Au fond, non, finalement, Paris n'a pas trop changé, j’en veux pour preuve les bruits de la rue, toujours aussi
intenses. Les hennissements des chevaux de traits ont été remplacés par les hurlements des motocyclettes et les explosions des moteurs de gros cubes ; les tonnes de crottin par le fumet des
pots d’échappement. Les quartiers dangereux ne sont plus les mêmes mais ils sont tout aussi dangereux. Le couteau qui avait un temps été rangé dans les placards de cuisine a fait sa réapparition
et sert avec autant de fréquence qu’autrefois. Les débats d’idées sont toujours là, la folie anarchiste a trouvé un remplacement de choix dans les hystéries religieuses. Un changement
cependant : Le pinard ne fait plus recette, on va plus vite dans la défonce avec le crack et autres substances.
Il est de bon ton de nos jours de faire comme si les temps d’avant n’avaient pas
existé. Rappelons pourtant que le Paris d’avant la guerre de 14, celui d’avant Haussmann, celui d’avant la révolution connaissait les fêtes les plus dingues.

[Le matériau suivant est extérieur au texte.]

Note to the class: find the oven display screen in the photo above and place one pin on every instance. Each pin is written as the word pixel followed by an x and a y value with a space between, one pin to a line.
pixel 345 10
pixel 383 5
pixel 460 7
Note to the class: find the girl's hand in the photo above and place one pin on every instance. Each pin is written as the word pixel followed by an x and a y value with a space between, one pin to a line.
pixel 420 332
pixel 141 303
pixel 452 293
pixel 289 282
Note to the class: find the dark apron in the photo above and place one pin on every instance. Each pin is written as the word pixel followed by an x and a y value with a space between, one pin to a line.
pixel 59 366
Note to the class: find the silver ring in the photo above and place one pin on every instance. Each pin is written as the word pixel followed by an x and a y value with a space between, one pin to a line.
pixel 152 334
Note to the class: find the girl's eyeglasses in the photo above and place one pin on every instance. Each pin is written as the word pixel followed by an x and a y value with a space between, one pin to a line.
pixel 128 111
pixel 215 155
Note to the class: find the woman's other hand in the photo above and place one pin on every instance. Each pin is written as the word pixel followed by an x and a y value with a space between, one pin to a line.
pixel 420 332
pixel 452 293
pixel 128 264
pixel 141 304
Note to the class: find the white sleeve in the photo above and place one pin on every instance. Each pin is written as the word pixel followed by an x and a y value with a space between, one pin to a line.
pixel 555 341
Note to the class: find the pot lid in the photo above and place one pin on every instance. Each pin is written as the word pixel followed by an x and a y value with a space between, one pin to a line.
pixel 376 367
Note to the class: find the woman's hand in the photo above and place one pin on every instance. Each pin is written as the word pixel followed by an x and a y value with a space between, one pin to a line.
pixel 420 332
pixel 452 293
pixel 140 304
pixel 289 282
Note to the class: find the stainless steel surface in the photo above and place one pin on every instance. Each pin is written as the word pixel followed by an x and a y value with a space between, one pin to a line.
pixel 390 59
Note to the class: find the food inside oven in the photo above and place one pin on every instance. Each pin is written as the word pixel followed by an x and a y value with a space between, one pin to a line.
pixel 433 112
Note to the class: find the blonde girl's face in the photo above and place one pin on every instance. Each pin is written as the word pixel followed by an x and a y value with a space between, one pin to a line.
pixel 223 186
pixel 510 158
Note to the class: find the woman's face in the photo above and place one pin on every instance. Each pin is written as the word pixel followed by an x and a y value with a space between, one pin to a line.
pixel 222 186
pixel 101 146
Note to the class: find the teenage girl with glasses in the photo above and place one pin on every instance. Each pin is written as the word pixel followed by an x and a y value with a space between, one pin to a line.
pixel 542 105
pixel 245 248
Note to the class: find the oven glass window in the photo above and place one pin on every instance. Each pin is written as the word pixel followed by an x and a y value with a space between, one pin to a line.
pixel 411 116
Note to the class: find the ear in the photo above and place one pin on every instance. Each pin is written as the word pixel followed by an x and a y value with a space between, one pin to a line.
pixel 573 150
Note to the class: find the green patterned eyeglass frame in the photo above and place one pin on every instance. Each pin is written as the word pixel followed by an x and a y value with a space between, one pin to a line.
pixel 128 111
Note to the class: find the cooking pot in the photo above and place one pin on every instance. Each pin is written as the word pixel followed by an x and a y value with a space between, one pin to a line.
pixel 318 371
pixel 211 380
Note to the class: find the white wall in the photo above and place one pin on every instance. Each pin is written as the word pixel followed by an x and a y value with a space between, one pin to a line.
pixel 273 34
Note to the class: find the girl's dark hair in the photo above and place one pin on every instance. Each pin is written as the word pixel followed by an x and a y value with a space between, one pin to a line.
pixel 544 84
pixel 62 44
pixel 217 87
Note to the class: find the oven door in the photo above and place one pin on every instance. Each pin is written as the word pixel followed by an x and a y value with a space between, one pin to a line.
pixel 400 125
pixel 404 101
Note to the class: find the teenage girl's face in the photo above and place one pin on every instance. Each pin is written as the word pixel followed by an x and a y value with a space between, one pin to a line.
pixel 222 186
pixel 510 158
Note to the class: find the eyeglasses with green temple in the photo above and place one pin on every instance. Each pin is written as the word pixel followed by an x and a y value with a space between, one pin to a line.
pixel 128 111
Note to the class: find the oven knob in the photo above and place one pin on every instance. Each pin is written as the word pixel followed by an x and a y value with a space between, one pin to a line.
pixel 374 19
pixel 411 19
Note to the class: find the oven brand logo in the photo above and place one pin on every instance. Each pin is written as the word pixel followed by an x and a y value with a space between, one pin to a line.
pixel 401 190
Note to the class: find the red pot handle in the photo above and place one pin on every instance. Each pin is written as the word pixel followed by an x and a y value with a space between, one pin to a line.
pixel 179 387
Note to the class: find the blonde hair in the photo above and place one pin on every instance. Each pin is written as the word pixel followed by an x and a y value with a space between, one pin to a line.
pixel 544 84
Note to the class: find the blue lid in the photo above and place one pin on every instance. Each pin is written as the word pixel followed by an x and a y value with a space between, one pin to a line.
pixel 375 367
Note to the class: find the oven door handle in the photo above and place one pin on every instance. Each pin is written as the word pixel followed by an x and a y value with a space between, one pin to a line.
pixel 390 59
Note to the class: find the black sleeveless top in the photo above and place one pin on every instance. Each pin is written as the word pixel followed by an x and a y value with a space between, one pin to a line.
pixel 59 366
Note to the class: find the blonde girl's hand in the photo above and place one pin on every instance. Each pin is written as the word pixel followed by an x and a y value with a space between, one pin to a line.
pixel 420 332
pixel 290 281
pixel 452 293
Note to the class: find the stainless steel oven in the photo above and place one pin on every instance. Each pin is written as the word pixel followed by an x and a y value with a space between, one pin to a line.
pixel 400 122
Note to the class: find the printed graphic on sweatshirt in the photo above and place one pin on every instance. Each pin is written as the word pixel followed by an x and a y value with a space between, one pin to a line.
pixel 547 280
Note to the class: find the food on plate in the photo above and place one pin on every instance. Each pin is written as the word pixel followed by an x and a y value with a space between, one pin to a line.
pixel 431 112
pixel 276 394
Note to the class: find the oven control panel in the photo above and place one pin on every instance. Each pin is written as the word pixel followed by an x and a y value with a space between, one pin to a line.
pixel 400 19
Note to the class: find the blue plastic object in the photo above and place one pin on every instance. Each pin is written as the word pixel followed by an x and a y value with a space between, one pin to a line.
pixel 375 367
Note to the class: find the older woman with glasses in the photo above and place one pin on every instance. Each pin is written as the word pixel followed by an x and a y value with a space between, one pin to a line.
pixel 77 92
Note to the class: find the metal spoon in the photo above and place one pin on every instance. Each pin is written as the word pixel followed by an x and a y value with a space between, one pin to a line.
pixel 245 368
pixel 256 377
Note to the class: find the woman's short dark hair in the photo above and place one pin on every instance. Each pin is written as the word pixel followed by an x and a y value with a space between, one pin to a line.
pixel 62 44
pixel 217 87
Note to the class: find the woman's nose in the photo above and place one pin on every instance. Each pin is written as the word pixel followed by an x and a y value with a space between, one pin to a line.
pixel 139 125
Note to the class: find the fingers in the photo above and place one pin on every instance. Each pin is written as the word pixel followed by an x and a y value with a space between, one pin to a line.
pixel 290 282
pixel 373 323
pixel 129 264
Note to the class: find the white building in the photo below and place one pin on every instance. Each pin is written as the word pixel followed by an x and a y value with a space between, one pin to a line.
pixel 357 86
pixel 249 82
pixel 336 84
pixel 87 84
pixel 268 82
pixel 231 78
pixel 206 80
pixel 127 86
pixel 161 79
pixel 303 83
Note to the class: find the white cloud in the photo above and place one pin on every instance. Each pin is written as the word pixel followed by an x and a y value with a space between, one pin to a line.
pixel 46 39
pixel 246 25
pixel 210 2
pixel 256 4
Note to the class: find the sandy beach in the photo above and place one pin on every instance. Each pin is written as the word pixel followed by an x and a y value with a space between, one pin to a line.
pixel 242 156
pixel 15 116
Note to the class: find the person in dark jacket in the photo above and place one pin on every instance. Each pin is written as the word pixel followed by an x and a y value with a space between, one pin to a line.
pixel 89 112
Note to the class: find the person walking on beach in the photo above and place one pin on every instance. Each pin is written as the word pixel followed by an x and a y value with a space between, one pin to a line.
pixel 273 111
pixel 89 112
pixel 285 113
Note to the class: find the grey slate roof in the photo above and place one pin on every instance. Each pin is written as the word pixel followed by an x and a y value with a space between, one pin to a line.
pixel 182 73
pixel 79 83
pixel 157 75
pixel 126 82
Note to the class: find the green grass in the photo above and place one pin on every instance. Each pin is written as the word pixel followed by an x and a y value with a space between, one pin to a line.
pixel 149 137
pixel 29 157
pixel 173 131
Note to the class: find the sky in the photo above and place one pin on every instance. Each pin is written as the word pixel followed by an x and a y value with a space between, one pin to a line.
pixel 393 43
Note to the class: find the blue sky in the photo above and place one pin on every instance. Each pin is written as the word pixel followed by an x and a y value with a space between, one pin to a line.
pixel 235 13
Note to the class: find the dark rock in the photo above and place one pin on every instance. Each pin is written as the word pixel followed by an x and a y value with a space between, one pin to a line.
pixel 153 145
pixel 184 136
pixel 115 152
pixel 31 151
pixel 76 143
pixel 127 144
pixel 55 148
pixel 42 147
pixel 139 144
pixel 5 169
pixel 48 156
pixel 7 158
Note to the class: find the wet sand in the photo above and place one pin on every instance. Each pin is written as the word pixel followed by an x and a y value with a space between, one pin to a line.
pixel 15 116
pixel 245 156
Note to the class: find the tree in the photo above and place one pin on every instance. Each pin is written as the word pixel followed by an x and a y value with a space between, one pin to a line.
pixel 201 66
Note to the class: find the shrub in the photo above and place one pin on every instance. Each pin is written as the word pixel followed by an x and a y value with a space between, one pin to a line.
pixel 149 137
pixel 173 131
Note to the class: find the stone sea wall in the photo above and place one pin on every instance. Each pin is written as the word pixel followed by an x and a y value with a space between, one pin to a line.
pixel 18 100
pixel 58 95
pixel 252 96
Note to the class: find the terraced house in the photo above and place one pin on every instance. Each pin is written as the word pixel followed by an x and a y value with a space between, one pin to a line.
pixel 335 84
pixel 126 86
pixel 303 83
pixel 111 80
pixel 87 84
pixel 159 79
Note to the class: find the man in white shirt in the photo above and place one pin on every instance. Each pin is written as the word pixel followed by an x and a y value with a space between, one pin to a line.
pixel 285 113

Au milieu de foules
endiablées, dans les quartiers populaires, les "milords l’arsouille" menaient des bals de folie, que suivaient même les «Brummel» des beaux quartiers. On ne s’en souvient plus. Dommage, ils étaient plus sains que les mannequins sinistres et
compassés des fashion weeks et que les influenceurs qui courent après les gros
sous, entre strip-tease sur internet, propos orduriers et réclames pour botox.
Il est dramatique de penser que le seul journaliste occidental que le tsar Russe a jugé utile de convoquer pour une "monoview" fasse partie de cette cohorte d’américains
pour qui l’histoire humaine se réduit aux comptes-rendus des assemblées générales des Gafam, au déversement de propos complotistes sur X ou sur Facebook et aux grandes manifestations de
l’Amérique profonde des red necks surarmés et sous-équipés en neurones.

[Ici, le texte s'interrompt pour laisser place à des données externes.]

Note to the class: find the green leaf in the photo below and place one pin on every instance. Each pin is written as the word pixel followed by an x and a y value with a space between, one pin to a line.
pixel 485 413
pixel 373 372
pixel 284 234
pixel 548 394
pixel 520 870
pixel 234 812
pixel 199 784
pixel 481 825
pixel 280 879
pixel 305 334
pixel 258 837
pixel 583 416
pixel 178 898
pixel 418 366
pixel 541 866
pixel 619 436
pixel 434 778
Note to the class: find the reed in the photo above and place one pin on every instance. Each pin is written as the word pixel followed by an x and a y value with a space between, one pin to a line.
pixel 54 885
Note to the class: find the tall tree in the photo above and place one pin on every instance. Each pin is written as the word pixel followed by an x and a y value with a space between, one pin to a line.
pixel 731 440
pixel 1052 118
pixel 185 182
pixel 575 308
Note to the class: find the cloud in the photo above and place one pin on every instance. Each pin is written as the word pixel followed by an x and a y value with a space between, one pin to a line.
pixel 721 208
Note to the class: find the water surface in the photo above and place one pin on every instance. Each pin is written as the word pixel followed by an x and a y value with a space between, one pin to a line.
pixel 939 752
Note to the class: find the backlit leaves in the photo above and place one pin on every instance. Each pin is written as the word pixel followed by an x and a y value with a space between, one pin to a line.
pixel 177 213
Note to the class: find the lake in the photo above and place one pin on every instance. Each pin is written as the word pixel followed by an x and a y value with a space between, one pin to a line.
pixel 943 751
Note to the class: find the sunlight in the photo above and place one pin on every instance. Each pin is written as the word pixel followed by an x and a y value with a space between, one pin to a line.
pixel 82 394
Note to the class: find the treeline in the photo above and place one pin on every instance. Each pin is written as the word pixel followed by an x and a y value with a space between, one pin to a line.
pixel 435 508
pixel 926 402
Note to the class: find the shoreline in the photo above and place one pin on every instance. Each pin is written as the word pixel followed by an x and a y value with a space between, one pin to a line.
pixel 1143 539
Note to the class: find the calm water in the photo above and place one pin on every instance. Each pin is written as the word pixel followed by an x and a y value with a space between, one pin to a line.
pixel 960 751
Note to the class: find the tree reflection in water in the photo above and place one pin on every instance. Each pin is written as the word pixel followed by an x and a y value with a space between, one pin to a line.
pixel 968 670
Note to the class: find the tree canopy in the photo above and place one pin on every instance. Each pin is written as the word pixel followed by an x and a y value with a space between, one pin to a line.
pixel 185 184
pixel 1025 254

Et finalement, cela n’a pas raté : lors du monologue infligé à l’Américain aux dents blanches et à l’allure constipée du monsieur qui veut montrer qu’on ne le prendra pas
pour un minus, le président Russe, conscient de l’inculture de son interlocuteur et prêt à en tirer parti, a donné le sentiment qu’il lui infligeait une longue histoire de l’histoire russe depuis
le célèbre Boris, à l’origine de tout, jusqu’au grand Poutine par qui tout recommence.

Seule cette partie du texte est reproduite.